Prepare your Secrets Manager instance

Finally, configure your Secrets Manager instance to start working with secrets.

  1. From the command line, verify that you can access the Secrets Manager CLI plug-in.

    ibmcloud secrets-manager --help
    

    Don't have the plug-in yet? To install the Secrets Manager CLI plug-in, run ibmcloud plugin install secrets-manager.

  2. Export an environment variable with your unique Secrets Manager API endpoint URL.

    export SECRETS_MANAGER_URL=`ibmcloud resource service-instance my-secrets-manager --output json | jq -r '.[].dashboard_url | .[0:-3]'`; echo $SECRETS_MANAGER_URL
    
  3. Create a secret group for your instance.

    Secret groups are a way to organize and control who on your team has access to specific secrets in your instance. To create a secret group from the IBM Cloud CLI, you use the ibmcloud secrets-manager secret-group-create command. Run the following command to create a secret group and store its ID as an environment variable.

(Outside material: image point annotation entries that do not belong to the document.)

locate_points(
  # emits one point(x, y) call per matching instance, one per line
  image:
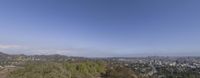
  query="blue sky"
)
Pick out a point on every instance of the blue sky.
point(100, 27)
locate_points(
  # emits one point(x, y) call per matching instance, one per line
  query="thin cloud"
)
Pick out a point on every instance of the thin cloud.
point(10, 46)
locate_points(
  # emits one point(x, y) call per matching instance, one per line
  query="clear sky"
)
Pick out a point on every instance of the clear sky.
point(100, 27)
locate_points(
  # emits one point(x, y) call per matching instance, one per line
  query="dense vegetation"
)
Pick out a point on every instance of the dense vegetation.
point(60, 70)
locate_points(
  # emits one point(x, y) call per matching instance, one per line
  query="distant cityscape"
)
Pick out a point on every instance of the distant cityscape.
point(145, 67)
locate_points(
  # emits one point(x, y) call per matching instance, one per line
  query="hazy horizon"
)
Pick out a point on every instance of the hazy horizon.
point(100, 28)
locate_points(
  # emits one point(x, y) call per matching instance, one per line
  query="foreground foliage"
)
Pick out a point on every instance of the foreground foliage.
point(60, 70)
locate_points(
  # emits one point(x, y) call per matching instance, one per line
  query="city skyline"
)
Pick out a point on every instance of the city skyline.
point(100, 28)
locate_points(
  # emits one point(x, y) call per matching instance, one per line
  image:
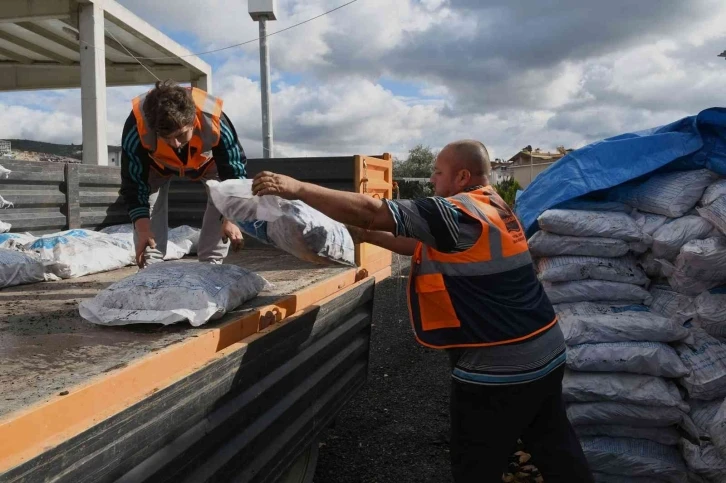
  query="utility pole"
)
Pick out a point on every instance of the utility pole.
point(261, 11)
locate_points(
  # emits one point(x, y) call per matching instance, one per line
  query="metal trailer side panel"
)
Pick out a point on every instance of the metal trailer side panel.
point(243, 417)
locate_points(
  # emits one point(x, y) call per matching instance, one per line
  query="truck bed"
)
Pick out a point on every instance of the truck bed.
point(46, 348)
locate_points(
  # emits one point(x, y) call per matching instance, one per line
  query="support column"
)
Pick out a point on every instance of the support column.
point(93, 84)
point(204, 83)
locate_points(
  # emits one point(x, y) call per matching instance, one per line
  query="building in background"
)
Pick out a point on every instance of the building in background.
point(501, 171)
point(528, 163)
point(114, 156)
point(5, 149)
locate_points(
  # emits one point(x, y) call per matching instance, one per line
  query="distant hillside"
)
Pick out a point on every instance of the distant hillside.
point(66, 150)
point(74, 151)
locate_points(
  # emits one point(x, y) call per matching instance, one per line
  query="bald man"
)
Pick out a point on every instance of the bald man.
point(473, 292)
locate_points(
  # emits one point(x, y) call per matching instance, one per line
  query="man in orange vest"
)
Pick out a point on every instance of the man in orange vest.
point(473, 291)
point(173, 130)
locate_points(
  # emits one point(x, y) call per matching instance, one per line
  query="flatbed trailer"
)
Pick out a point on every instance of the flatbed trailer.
point(242, 399)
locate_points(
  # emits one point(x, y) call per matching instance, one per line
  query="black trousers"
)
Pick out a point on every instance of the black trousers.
point(486, 422)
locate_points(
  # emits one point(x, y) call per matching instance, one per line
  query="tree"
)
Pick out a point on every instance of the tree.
point(419, 164)
point(507, 189)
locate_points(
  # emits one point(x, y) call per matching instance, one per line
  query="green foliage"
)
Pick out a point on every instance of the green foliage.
point(507, 189)
point(409, 190)
point(419, 164)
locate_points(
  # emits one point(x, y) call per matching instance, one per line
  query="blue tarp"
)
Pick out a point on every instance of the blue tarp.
point(690, 143)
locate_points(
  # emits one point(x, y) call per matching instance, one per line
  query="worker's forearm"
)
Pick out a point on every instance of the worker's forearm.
point(401, 245)
point(349, 208)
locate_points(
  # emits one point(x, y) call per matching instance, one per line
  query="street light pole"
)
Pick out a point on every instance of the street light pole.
point(261, 11)
point(265, 89)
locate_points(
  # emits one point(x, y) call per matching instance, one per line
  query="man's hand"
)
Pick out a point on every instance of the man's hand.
point(145, 238)
point(267, 183)
point(231, 232)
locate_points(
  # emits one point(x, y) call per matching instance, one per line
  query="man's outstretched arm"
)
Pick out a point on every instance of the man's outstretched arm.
point(354, 209)
point(397, 244)
point(393, 224)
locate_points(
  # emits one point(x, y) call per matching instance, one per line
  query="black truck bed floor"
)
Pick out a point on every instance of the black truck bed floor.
point(47, 348)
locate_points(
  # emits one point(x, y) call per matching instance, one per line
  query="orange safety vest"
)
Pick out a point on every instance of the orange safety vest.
point(460, 299)
point(206, 136)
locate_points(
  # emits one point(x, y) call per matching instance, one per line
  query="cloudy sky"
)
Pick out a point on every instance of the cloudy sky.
point(385, 75)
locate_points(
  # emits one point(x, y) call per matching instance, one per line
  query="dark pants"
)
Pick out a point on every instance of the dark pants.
point(486, 422)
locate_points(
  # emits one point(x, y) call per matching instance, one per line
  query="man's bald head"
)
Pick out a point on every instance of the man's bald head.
point(460, 165)
point(471, 155)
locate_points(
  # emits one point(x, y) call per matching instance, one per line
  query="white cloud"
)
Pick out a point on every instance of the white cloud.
point(497, 71)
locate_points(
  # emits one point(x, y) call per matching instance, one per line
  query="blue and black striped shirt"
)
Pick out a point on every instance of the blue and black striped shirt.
point(135, 164)
point(441, 225)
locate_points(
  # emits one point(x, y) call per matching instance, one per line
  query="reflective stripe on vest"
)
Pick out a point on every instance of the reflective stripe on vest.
point(206, 135)
point(453, 299)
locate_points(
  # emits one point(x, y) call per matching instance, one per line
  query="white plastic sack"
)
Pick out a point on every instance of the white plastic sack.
point(639, 248)
point(651, 266)
point(18, 268)
point(668, 436)
point(700, 266)
point(544, 244)
point(635, 415)
point(649, 358)
point(571, 268)
point(595, 290)
point(668, 239)
point(594, 205)
point(15, 240)
point(711, 310)
point(704, 460)
point(5, 203)
point(185, 237)
point(713, 192)
point(648, 222)
point(716, 213)
point(597, 323)
point(604, 224)
point(234, 199)
point(291, 226)
point(670, 194)
point(621, 387)
point(165, 293)
point(635, 458)
point(703, 413)
point(705, 357)
point(75, 253)
point(669, 303)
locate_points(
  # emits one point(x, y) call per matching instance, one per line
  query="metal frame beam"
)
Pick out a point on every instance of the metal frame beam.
point(93, 84)
point(34, 48)
point(13, 11)
point(49, 35)
point(125, 20)
point(15, 76)
point(111, 44)
point(15, 56)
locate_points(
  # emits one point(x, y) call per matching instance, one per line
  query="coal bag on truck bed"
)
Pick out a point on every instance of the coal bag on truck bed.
point(165, 293)
point(75, 253)
point(18, 268)
point(291, 226)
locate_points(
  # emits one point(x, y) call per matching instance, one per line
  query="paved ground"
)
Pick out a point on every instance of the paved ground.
point(396, 429)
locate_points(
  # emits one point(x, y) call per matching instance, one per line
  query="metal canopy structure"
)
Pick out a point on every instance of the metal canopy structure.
point(91, 44)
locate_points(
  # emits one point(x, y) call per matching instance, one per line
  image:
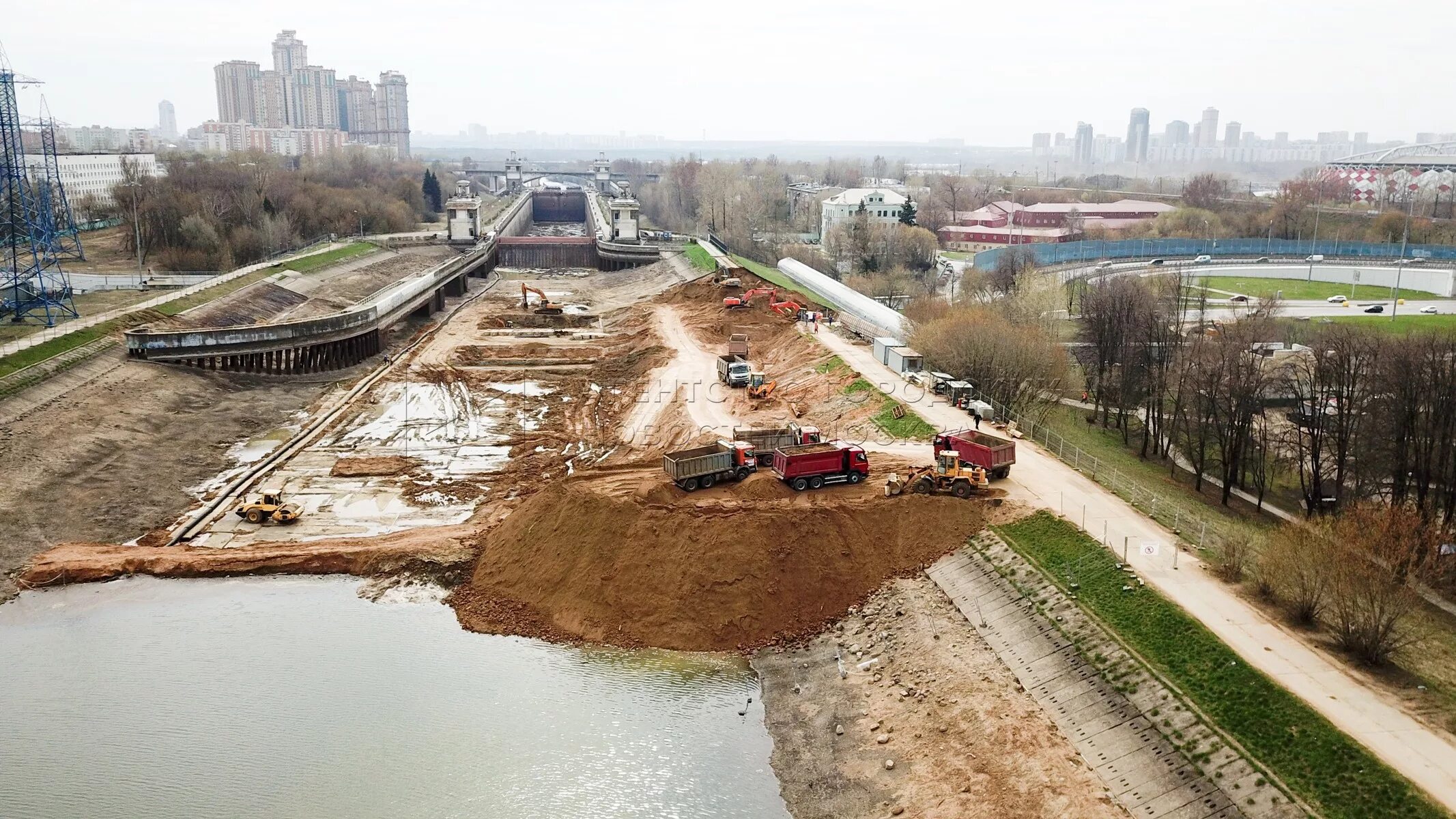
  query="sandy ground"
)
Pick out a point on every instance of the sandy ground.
point(115, 459)
point(965, 739)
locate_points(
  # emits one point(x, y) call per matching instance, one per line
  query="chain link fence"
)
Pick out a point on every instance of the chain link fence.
point(1174, 513)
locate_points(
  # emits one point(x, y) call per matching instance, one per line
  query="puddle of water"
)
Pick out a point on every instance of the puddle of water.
point(294, 698)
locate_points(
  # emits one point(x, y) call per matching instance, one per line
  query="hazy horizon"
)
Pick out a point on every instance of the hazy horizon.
point(810, 72)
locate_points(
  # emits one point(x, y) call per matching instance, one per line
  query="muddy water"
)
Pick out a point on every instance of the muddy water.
point(294, 698)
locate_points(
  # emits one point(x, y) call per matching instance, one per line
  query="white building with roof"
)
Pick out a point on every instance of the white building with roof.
point(95, 175)
point(881, 205)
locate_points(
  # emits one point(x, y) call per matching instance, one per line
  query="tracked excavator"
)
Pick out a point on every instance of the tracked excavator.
point(759, 386)
point(545, 306)
point(746, 297)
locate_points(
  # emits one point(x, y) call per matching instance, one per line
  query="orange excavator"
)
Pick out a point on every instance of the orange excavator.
point(746, 297)
point(786, 308)
point(759, 386)
point(545, 306)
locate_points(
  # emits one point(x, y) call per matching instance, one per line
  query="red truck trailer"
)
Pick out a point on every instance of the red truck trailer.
point(979, 450)
point(812, 466)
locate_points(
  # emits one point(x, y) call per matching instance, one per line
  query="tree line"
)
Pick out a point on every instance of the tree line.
point(220, 213)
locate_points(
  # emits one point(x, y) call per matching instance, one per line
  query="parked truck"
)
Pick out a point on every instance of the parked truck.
point(979, 450)
point(812, 466)
point(705, 466)
point(732, 370)
point(769, 440)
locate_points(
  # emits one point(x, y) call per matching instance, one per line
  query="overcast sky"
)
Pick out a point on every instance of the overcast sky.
point(990, 73)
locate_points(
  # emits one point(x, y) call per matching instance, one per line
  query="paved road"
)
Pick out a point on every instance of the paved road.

    export SECRET_GROUP_ID=`ibmcloud secrets-manager secret-group-create --name my-test-secret-group --description "Read and write to my test app" --output json --service-url $SECRETS_MANAGER_URL | jq -r '.id'`; echo $SECRET_GROUP_ID
    

    Using a Windows™ command prompt (cmd.exe) or PowerShell? If you encounter errors with passing JSON content on the command line, you might need to adjust the strings for quotation-escaping requirements that are specific to your operating system. For more information, see Using quotation marks with strings in the IBM Cloud CLI.

    Success! Now you can store the secret in Secrets Manager that you want to populate in your Kubernetes cluster. Continue to the next step.

Create a secret in Secrets Manager

Secrets are application-specific and can vary based on the individual app or service that requires them. A secret might consist of a username, password, API key, or any other type of credential.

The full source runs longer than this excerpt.